Стаматакис, жадно набрасывавшийся на каждую находку, негромко заметил:
— Ох уж эти энтузиасты! Один-единственный ключ нашел— и уже отпирает им тяжеленные ворота.
По Генри его и не слышал: он нашел в засыпи монеты, эллинскую и македонскую терракоту, высокие вазы с узким горлышком.
— Господин Стаматакис, — обратился он к стражу, — вы знаток классической древности. Когда, по мнению историков, Микены перестали существовать?
— В 468 году до нашей эры, когда крепость завоевали аргосцы.
— А вот взгляните на эти эллинские вазы и македонские монеты.
Стаматакис принялся внимательно рассматривать находки. Генри продолжал:
— В Микенах, очевидно, существовали более поздние поселения, и эллинские и македонские, которые можно отнести к третьему — первому векам до нашей эры. Когда Павсаний был здесь в 170 году нашей эры, эти места были уже давно необитаемы. Наши находки прибавляют по крайней мере еще лет двести к возрасту Микен.

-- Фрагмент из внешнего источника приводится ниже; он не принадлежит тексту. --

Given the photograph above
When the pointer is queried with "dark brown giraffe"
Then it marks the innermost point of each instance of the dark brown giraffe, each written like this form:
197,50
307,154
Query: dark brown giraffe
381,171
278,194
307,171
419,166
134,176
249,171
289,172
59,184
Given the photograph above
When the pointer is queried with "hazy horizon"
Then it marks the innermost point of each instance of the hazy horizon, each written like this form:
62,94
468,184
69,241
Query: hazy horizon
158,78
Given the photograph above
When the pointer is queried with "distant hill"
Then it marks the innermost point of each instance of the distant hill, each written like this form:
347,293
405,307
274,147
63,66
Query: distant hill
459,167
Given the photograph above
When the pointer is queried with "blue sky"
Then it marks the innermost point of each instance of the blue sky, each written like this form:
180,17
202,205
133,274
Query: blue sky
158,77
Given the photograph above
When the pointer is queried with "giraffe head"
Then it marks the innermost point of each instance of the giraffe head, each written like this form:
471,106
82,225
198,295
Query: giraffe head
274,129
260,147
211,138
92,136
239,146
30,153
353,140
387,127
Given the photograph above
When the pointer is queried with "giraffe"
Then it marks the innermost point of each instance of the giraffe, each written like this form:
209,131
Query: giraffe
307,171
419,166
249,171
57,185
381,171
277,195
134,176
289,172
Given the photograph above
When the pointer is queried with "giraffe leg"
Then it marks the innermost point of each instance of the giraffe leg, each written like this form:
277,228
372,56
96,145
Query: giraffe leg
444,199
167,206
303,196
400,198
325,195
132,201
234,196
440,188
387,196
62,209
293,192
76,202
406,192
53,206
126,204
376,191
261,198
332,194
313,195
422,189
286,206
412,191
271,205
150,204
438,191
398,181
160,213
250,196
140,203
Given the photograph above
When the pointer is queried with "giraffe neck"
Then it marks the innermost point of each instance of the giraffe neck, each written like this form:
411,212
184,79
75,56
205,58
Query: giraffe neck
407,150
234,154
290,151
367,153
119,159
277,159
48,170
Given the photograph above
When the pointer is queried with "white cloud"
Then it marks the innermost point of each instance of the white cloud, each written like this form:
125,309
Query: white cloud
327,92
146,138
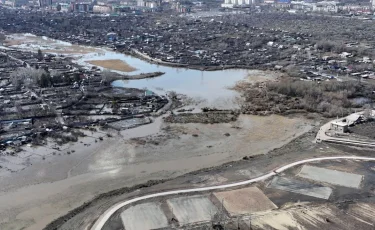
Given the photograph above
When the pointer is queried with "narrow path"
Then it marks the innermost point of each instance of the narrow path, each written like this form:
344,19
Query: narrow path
107,214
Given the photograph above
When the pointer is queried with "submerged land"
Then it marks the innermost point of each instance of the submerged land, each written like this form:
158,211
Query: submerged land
87,123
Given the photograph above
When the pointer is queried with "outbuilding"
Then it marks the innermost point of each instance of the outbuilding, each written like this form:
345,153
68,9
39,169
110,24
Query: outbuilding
339,127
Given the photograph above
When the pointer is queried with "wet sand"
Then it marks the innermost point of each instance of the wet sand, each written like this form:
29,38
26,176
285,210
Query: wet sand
48,189
113,64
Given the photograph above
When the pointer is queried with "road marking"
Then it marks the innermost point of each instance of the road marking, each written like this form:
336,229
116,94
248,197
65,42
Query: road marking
99,223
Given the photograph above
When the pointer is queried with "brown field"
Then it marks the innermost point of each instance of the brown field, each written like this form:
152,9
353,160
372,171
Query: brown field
113,64
245,201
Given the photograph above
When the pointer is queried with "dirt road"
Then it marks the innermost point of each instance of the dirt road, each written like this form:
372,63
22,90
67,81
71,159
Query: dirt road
35,196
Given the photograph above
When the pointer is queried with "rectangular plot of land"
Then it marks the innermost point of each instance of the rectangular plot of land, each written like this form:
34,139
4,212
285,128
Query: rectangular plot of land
143,217
331,176
301,187
192,209
245,201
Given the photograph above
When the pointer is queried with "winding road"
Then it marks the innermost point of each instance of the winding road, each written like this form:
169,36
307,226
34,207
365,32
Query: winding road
107,214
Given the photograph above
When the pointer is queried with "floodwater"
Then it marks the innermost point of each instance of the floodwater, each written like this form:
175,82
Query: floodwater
207,85
212,87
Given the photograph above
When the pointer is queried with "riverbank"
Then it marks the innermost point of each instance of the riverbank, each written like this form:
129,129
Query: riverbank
62,183
250,167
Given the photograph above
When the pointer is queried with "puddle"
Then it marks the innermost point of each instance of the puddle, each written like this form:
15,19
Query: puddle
208,87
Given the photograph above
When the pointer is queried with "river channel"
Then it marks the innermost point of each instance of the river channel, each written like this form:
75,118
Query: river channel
210,87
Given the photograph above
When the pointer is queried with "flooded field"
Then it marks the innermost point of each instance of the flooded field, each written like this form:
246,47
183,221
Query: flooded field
62,180
211,87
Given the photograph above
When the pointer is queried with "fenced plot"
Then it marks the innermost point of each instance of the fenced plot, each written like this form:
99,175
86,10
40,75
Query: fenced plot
245,201
301,187
192,209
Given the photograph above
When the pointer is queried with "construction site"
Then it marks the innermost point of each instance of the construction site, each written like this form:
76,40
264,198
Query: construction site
185,122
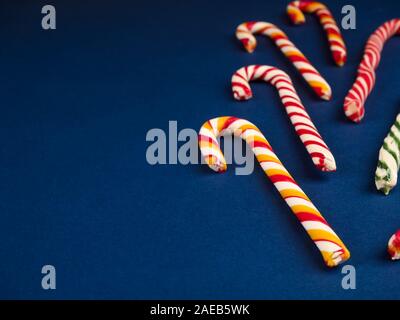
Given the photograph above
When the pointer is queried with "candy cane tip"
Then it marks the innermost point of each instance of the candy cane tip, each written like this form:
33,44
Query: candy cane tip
326,95
337,257
384,184
394,246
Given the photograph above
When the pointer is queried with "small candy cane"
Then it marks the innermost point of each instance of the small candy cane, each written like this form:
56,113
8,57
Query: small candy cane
331,247
295,11
362,87
394,246
306,130
389,160
244,33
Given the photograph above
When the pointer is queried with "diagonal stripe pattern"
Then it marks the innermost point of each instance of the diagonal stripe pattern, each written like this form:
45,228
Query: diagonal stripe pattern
305,128
389,159
329,244
244,33
365,81
337,46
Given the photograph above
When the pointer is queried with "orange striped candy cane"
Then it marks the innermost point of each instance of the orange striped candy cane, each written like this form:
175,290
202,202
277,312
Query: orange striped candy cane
244,33
295,11
331,247
305,128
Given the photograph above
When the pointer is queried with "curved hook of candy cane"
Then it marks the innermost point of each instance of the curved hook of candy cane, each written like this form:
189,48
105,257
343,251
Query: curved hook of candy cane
305,128
337,46
389,160
244,33
329,244
365,81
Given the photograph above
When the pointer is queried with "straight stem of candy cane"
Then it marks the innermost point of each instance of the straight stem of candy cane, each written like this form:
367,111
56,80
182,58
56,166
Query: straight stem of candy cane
365,81
305,128
389,160
337,46
329,244
244,33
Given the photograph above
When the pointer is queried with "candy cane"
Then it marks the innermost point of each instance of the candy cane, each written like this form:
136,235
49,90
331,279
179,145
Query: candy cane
295,11
394,246
331,247
389,160
306,130
244,33
362,87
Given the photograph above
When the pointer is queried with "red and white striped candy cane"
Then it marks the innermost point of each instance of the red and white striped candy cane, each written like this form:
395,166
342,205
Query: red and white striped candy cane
295,11
244,33
329,244
362,87
306,130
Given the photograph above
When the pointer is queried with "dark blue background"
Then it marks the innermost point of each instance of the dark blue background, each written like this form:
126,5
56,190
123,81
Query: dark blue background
77,192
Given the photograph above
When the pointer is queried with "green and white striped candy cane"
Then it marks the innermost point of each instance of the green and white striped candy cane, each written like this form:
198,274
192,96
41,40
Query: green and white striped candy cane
389,159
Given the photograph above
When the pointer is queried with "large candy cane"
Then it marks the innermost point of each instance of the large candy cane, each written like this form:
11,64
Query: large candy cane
362,87
331,247
295,11
306,130
244,33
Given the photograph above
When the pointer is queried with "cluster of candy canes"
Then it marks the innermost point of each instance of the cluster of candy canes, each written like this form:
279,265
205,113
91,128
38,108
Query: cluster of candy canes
244,33
362,87
389,159
306,130
295,11
331,247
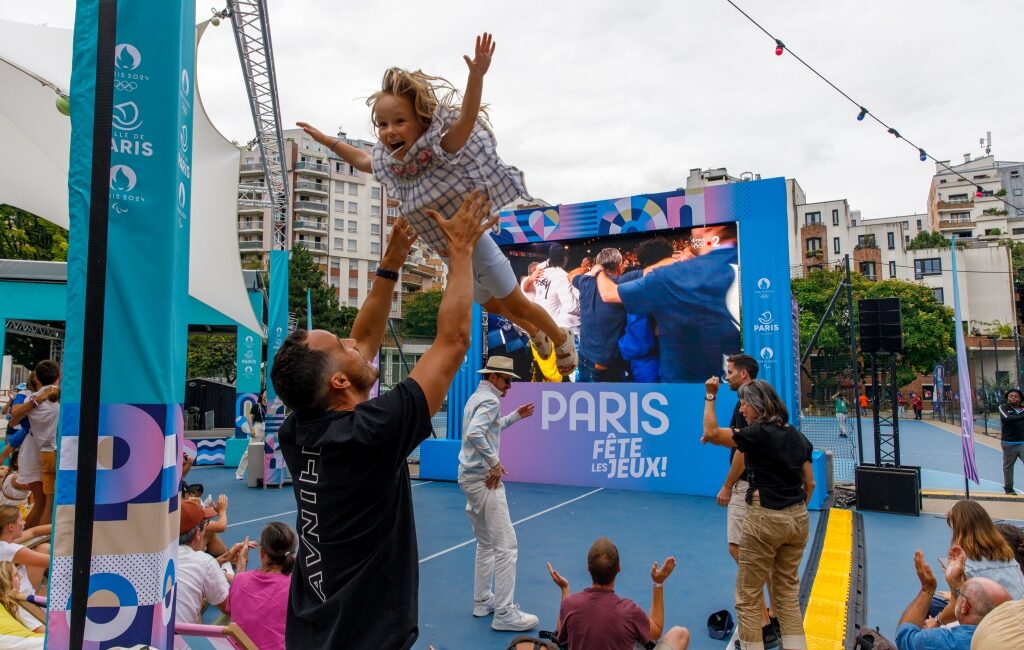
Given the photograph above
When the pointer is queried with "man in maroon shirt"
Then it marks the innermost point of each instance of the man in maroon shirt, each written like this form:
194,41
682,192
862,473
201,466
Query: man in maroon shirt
596,618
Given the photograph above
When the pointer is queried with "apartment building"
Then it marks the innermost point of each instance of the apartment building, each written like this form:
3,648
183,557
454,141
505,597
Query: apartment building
341,215
954,207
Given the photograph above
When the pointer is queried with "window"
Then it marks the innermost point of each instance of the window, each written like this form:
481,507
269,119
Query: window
927,266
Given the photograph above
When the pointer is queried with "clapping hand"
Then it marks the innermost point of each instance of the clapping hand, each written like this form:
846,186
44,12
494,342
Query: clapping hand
480,62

В глазах Стаматакиса мелькнуло нечто похожее на уважение.
— Эллинские поселения—да. Керамика, которую вы здесь нашли, подтверждает это. Но македонских поселений в Микенах никогда не было.
Генри не стал спорить. Он был уверен, что видел в музеях точно такие высокие вазы и терракотовые фигурки, относящиеся к македонской эпохе. Но лучше не давить на Стаматакиса, не торопить его.
2
Солнце палило вовсю. Грязно, пыльно, вокруг ни единой травинки. Бухта Нафплиона далеко, и Генри очень не хватало утренних морских купаний. До девяти вечера не темнело. А поскольку копать начинали в пять утра, то рабочий день длился шестнадцать часов. Не было случая, чтобы хоть кто-нибудь не вышел на раскоп, не считая, конечно, больных, но почти никто не болел. Рабочий день был здесь длиннее, чем в Трое, однако Софья, тщательно укрытая от солнца, выдерживала его неплохо. Воды не хватало — в конце лета ручьи и колодцы пересыхали. И все же Иоанна Даси уберегала для своих постояльцев несколько литров драгоценной влаги, чтобы, вернувшись с раскопок, они могли принять душ. После душа Софья надевала легкое платье, Генри только снимал пиджак и оба спускались вниз на веранду, где их ждал ужин — холодный овощной суп, цыплята и холодные артишоки.